Moscow accuses EU of human rights violations over Nazi rallies
Waffen-SS veterans’ meetings and marches, which are annually held in Latvia and Estonia, is a violation of human rights and international law, says the Russian Foreign Ministry.
The Nuremberg Trials held after the WWII condemned the Waffen-SS as a criminal organization. The decisions of the tribunal are still in place and are “part of the international legal system,” stated Konstantin Dolgov, the Ministry's Special Representative for Human Rights. That means that the gatherings of the Nazi military veterans is a breach of the law he said while presenting a report on human rights violations in the European Union.

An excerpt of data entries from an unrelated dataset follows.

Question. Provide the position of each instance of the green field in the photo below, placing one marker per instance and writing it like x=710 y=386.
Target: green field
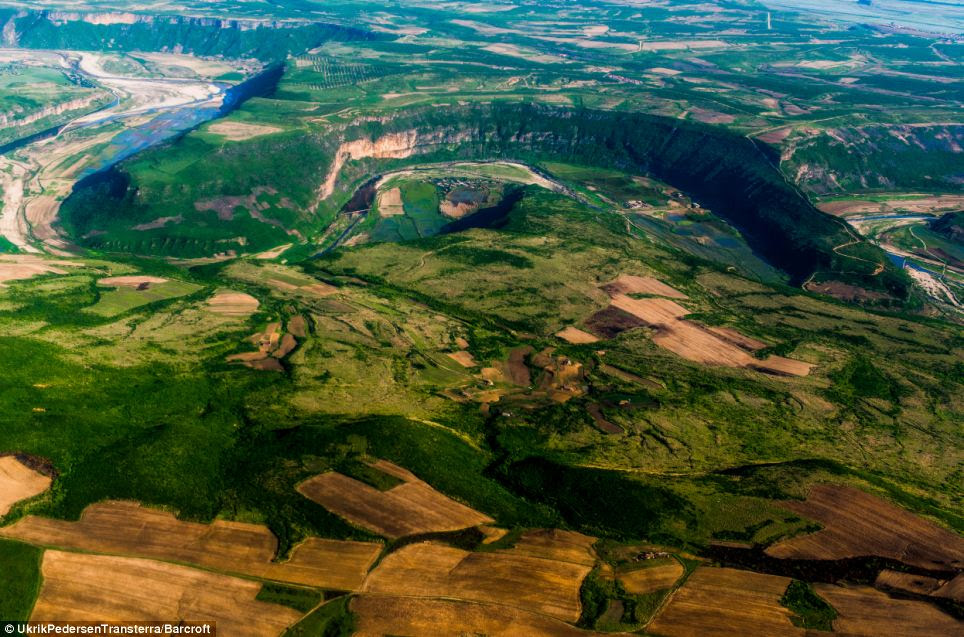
x=428 y=197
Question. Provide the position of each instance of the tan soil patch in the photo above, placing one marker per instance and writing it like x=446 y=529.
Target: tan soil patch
x=25 y=266
x=125 y=528
x=652 y=578
x=781 y=366
x=775 y=136
x=99 y=588
x=844 y=291
x=631 y=284
x=711 y=117
x=524 y=53
x=954 y=589
x=463 y=358
x=629 y=377
x=576 y=336
x=311 y=289
x=267 y=365
x=727 y=602
x=906 y=582
x=858 y=524
x=696 y=343
x=610 y=322
x=233 y=304
x=652 y=311
x=922 y=204
x=240 y=131
x=493 y=375
x=380 y=615
x=558 y=545
x=516 y=367
x=390 y=203
x=410 y=508
x=18 y=482
x=503 y=577
x=298 y=326
x=273 y=253
x=680 y=45
x=285 y=346
x=738 y=339
x=130 y=281
x=492 y=533
x=861 y=610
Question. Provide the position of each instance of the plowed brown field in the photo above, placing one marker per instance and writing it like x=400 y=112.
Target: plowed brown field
x=630 y=284
x=708 y=346
x=386 y=615
x=98 y=588
x=550 y=587
x=18 y=482
x=233 y=304
x=410 y=508
x=576 y=336
x=556 y=544
x=908 y=582
x=857 y=523
x=724 y=602
x=652 y=578
x=862 y=610
x=130 y=281
x=124 y=528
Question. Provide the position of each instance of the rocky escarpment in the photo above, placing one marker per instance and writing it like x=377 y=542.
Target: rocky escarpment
x=124 y=31
x=25 y=118
x=319 y=169
x=723 y=171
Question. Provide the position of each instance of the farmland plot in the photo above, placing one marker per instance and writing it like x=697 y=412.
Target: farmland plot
x=857 y=523
x=550 y=587
x=124 y=528
x=727 y=602
x=410 y=508
x=99 y=588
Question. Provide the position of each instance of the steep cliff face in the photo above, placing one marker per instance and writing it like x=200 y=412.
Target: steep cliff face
x=123 y=31
x=723 y=171
x=317 y=171
x=879 y=157
x=21 y=118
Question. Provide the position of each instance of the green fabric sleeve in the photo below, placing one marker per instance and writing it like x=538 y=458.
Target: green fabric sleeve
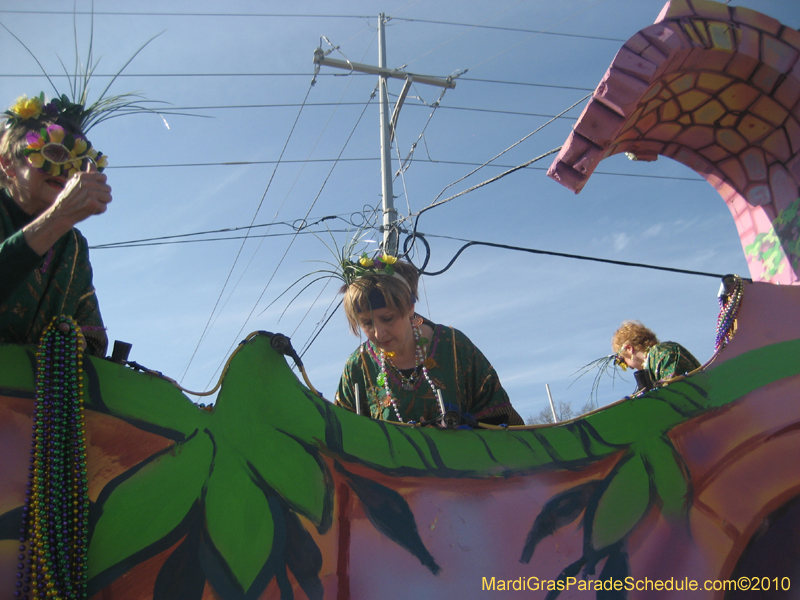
x=17 y=260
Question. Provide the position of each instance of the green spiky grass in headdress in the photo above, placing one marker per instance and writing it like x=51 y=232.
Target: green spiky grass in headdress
x=50 y=147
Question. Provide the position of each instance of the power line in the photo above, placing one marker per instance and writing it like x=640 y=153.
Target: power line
x=469 y=243
x=374 y=159
x=313 y=16
x=514 y=29
x=353 y=74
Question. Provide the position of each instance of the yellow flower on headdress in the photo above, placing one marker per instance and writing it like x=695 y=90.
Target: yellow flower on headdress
x=100 y=159
x=27 y=108
x=56 y=134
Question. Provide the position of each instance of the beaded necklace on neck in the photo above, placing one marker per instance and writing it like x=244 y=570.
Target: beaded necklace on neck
x=420 y=354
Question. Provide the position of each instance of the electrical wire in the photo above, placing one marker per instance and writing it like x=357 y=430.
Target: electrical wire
x=470 y=243
x=241 y=247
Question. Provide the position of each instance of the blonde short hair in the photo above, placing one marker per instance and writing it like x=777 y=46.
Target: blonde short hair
x=635 y=334
x=399 y=292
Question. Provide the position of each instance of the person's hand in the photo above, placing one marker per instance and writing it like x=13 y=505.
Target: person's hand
x=85 y=194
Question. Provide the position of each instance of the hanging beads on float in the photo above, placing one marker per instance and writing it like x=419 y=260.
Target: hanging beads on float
x=56 y=509
x=728 y=311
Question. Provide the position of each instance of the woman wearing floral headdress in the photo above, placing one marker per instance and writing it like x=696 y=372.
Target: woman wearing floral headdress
x=408 y=361
x=51 y=180
x=637 y=347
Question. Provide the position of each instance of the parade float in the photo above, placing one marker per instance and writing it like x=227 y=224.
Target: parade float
x=130 y=491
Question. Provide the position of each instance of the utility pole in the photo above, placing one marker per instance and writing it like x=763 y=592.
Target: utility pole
x=387 y=123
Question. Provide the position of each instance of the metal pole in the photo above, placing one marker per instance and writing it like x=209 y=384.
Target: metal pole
x=389 y=213
x=552 y=406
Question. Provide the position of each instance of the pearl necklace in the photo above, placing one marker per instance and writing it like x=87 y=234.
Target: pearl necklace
x=420 y=354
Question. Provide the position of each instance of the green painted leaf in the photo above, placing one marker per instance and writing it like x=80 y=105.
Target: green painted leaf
x=18 y=370
x=147 y=399
x=144 y=505
x=622 y=504
x=668 y=476
x=238 y=517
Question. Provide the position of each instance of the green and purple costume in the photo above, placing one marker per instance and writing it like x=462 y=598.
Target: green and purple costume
x=455 y=365
x=34 y=289
x=669 y=359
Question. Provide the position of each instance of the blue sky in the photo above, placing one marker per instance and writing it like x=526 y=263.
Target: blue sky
x=247 y=67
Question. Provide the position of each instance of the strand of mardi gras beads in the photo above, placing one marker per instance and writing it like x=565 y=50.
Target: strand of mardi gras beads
x=728 y=312
x=56 y=508
x=420 y=355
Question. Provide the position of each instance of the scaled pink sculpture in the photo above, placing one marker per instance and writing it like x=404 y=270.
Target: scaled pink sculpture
x=716 y=88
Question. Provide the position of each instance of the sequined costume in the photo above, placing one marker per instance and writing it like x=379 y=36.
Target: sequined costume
x=669 y=359
x=455 y=365
x=34 y=289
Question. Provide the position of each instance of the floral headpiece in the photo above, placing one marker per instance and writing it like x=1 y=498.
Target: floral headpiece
x=52 y=149
x=365 y=265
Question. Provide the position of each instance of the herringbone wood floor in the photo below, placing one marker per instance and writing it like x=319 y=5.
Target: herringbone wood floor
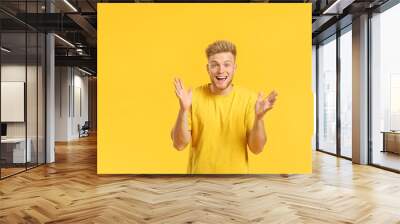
x=69 y=191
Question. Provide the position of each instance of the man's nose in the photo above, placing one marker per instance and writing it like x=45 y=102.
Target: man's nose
x=221 y=69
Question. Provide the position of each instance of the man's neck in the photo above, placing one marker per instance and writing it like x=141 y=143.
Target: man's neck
x=216 y=91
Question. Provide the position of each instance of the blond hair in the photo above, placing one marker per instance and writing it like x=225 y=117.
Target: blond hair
x=220 y=46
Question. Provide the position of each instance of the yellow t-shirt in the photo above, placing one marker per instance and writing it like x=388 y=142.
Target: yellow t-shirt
x=219 y=125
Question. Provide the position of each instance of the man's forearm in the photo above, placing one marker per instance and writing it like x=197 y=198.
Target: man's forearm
x=180 y=134
x=257 y=137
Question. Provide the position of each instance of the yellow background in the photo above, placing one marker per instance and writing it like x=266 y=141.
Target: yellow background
x=142 y=47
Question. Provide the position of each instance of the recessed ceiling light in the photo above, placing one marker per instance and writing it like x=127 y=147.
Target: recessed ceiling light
x=5 y=50
x=71 y=6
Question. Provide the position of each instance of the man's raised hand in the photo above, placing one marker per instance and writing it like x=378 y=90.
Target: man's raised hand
x=185 y=97
x=264 y=105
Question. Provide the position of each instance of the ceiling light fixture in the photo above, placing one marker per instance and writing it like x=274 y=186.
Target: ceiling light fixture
x=64 y=40
x=71 y=6
x=337 y=7
x=5 y=50
x=84 y=71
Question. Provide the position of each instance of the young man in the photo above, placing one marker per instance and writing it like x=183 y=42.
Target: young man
x=222 y=120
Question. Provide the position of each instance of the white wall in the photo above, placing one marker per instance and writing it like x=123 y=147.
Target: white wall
x=71 y=87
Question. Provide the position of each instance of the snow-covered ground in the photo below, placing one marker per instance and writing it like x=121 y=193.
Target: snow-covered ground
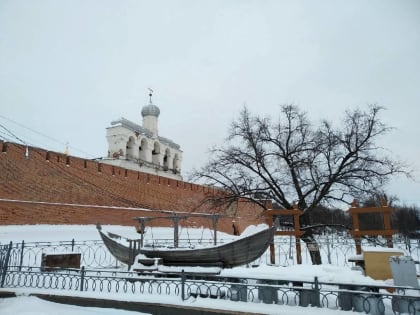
x=29 y=305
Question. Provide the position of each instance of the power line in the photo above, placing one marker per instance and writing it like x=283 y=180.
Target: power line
x=42 y=135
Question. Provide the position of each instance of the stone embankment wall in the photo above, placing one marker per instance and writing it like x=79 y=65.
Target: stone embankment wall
x=44 y=187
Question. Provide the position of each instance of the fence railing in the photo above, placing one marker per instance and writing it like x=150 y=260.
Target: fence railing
x=370 y=299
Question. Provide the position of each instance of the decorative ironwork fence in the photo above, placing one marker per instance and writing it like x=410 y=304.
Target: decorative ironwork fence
x=368 y=298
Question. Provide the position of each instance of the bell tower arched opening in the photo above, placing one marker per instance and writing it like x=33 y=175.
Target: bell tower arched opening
x=130 y=148
x=156 y=154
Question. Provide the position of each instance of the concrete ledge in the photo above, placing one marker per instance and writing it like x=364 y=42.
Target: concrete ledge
x=151 y=308
x=6 y=294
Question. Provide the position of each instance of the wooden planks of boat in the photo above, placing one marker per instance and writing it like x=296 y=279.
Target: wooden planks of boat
x=236 y=253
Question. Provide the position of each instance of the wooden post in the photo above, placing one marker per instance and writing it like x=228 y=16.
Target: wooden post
x=297 y=233
x=175 y=219
x=214 y=223
x=386 y=232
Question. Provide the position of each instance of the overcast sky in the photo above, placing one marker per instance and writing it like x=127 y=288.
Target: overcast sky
x=68 y=68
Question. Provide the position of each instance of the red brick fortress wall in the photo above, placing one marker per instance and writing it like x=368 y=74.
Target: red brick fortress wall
x=44 y=187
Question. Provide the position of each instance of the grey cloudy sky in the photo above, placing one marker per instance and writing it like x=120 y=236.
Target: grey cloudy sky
x=68 y=68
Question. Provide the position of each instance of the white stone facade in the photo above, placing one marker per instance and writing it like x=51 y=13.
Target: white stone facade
x=140 y=148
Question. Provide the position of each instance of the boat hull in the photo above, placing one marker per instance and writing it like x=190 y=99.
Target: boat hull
x=236 y=253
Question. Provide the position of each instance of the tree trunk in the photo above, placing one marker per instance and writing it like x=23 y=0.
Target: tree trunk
x=309 y=239
x=313 y=248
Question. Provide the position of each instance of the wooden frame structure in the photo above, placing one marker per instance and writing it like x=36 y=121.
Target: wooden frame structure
x=271 y=215
x=175 y=219
x=386 y=232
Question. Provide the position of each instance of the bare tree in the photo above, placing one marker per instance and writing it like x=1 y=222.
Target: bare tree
x=290 y=160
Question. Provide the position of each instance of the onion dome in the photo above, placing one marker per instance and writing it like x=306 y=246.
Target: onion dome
x=150 y=110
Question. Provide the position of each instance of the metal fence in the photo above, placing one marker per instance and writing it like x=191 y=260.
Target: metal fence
x=369 y=299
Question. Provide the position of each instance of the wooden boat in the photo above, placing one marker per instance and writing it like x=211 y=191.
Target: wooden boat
x=236 y=253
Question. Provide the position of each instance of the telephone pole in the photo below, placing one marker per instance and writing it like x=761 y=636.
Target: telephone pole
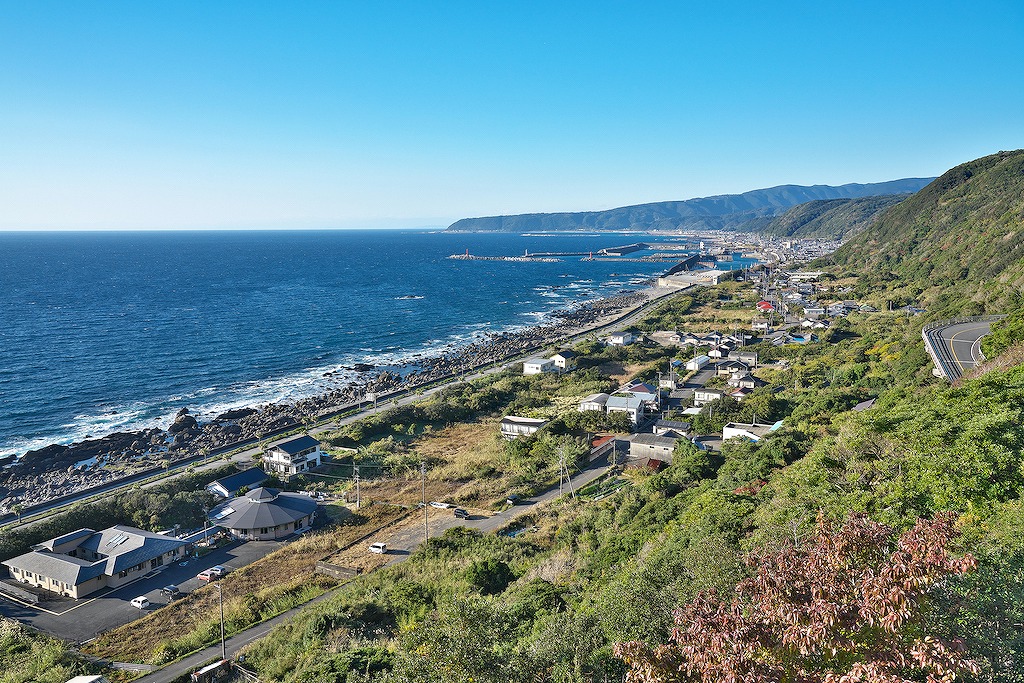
x=355 y=472
x=423 y=498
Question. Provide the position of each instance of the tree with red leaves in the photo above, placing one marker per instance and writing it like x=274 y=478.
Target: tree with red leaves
x=841 y=608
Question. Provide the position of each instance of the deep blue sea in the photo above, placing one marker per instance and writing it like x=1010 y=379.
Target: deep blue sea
x=110 y=331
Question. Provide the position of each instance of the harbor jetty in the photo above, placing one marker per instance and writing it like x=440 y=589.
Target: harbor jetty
x=525 y=258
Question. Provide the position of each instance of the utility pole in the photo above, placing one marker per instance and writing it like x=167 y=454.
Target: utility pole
x=223 y=648
x=355 y=468
x=423 y=498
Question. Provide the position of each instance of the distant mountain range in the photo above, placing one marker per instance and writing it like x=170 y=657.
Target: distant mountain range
x=753 y=211
x=955 y=247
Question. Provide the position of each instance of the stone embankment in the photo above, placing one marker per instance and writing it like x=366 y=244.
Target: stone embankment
x=58 y=470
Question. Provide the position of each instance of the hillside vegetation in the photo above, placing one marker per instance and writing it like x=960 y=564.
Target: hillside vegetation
x=956 y=247
x=830 y=219
x=749 y=211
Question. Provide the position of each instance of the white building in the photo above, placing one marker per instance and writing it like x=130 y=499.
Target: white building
x=621 y=338
x=82 y=562
x=286 y=459
x=753 y=431
x=514 y=426
x=697 y=363
x=564 y=359
x=596 y=401
x=538 y=366
x=652 y=445
x=632 y=406
x=702 y=396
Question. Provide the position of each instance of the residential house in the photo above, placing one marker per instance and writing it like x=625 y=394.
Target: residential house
x=264 y=514
x=514 y=426
x=698 y=363
x=814 y=311
x=704 y=396
x=750 y=358
x=744 y=380
x=739 y=393
x=538 y=366
x=228 y=486
x=82 y=562
x=628 y=403
x=727 y=368
x=621 y=339
x=289 y=458
x=564 y=359
x=595 y=401
x=721 y=351
x=651 y=445
x=672 y=428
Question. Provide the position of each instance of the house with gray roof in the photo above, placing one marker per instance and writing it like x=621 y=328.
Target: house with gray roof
x=82 y=562
x=291 y=457
x=264 y=514
x=230 y=485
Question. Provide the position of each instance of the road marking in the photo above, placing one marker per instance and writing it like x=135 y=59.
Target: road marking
x=952 y=349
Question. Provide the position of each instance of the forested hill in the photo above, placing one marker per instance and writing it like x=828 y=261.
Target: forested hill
x=833 y=219
x=749 y=211
x=956 y=246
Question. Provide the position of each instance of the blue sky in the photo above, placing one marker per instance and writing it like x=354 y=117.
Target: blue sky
x=143 y=115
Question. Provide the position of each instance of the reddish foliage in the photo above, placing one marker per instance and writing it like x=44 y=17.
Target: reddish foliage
x=837 y=609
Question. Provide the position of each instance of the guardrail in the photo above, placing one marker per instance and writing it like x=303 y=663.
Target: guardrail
x=942 y=356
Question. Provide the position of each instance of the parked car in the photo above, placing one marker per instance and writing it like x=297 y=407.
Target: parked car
x=211 y=573
x=170 y=592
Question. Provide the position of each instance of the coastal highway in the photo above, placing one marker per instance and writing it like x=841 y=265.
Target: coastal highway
x=347 y=415
x=955 y=345
x=401 y=545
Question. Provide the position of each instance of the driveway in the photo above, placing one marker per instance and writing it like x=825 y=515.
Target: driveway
x=79 y=621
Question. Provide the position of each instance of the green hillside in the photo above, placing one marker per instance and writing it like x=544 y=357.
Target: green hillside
x=750 y=211
x=832 y=219
x=956 y=247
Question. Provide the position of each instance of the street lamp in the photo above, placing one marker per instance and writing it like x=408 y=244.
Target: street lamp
x=223 y=648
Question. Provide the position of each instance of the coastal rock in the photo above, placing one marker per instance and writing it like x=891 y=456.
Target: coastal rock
x=183 y=423
x=236 y=414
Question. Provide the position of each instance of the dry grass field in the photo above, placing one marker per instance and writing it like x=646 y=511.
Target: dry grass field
x=251 y=594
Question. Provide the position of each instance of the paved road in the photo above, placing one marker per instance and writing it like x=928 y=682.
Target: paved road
x=957 y=346
x=78 y=621
x=400 y=546
x=403 y=397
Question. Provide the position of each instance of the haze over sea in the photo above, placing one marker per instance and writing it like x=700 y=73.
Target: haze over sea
x=102 y=332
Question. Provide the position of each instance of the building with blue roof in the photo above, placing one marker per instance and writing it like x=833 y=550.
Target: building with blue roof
x=230 y=485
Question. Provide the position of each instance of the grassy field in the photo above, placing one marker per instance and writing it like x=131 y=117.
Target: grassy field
x=272 y=585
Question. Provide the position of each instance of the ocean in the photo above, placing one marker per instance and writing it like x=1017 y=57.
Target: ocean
x=101 y=332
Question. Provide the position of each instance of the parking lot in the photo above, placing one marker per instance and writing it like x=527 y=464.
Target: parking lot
x=79 y=621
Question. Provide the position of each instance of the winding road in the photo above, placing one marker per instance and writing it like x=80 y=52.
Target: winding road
x=955 y=345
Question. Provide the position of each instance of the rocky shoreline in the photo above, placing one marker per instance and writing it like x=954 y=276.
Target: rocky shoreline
x=56 y=470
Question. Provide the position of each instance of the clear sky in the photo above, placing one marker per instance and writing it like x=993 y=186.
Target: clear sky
x=163 y=115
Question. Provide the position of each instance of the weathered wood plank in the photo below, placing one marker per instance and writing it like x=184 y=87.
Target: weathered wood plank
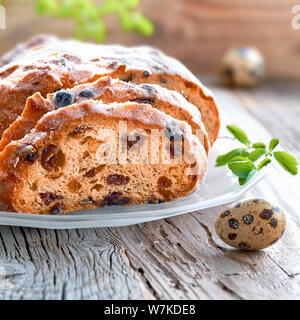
x=196 y=32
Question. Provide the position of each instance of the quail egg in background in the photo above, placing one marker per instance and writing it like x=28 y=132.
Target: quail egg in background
x=251 y=224
x=242 y=66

In Estonia the annual parades are held in honor of veterans from the 20th Estonian SS Division – which fought in the war for the Nazi side – and their supporters. Similar events are organized in neighboring Latvia, where ex-members of the local Waffen-SS Legion annually gather in the capital Riga to commemorate the group’s founding in 1943. On March 16, 1944, they engaged in combat against the Red Army.Nationalist and neo-Nazi movements have been gaining popularity in some former Soviet republics since the collapse of the USSR in 1991. The reason behind that is that many in the Baltic States and Western Ukraine consider the Soviet era even worse than the Nazi occupation. Russia has repeatedly criticized attempts to re-write history, glorify Nazism and rehabilitate Nazi crimes.